Sempre é bom escrever. Publicar, melhor ainda.
Para fechar o ano de 2019 em alta, mais uma publicação. Desta vez na "Revista Acadêmica IX - Ipu na Ibiapaba", em uma Antologia organizada pela Academia Ipuense de Letras, Ciências e Artes.
O homenageado da vez foi a cidade de Ipu, e participei com o conto "A virgem dos lábios de mel", que tem Iracema como protagonista.
Eis o texto na íntegra.
A
virgem dos lábios de mel
O sol descambava por trás da Serra da
Ibiapaba, e seus últimos raios refletiam nas límpidas águas do Ipuçaba, que
preguiçosamente deslizavam rio abaixo formando a majestosa cascata na qual
Iracema incontáveis vezes se banhou.

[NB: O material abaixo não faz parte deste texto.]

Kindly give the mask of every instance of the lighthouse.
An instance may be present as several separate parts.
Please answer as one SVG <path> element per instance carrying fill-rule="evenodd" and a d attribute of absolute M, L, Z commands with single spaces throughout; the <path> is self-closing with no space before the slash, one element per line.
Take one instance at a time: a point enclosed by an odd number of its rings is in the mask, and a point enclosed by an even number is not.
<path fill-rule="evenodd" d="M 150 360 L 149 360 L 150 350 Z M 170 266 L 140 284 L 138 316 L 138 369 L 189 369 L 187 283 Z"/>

Um bem-te-vi saltava de um galho a outro
de uma mangueira, como se estivesse apenas se exercitando, ou talvez procurasse
um galho seguro onde pudesse repousar durante a noite que se aproximava. O dia,
agora agonizante, dava seus últimos suspiros. Um morcego sobrevoou a cachoeira,
que cantava suavemente enquanto percorrias as curvas sinuosas do Ipuçaba. Um
grilo já cantava intermitentemente. Uma coruja surgiu. Distante, uma gigante
bola alaranjada mergulhou por trás da serra.
A
noite caiu.
Um
vento frio vadiou pelo meu corpo seminu. Sempre gostei dos banhos da bica no
fim do dia. Todos os banhistas e turistas já se tinham ido. Apenas eu insistia
em permanecer. Uma jaçanã gritou lá embaixo, e seu grito ecoou pela mata
silenciosa. O relógio da igreja soou até a sexta batida. A hora do Angelus.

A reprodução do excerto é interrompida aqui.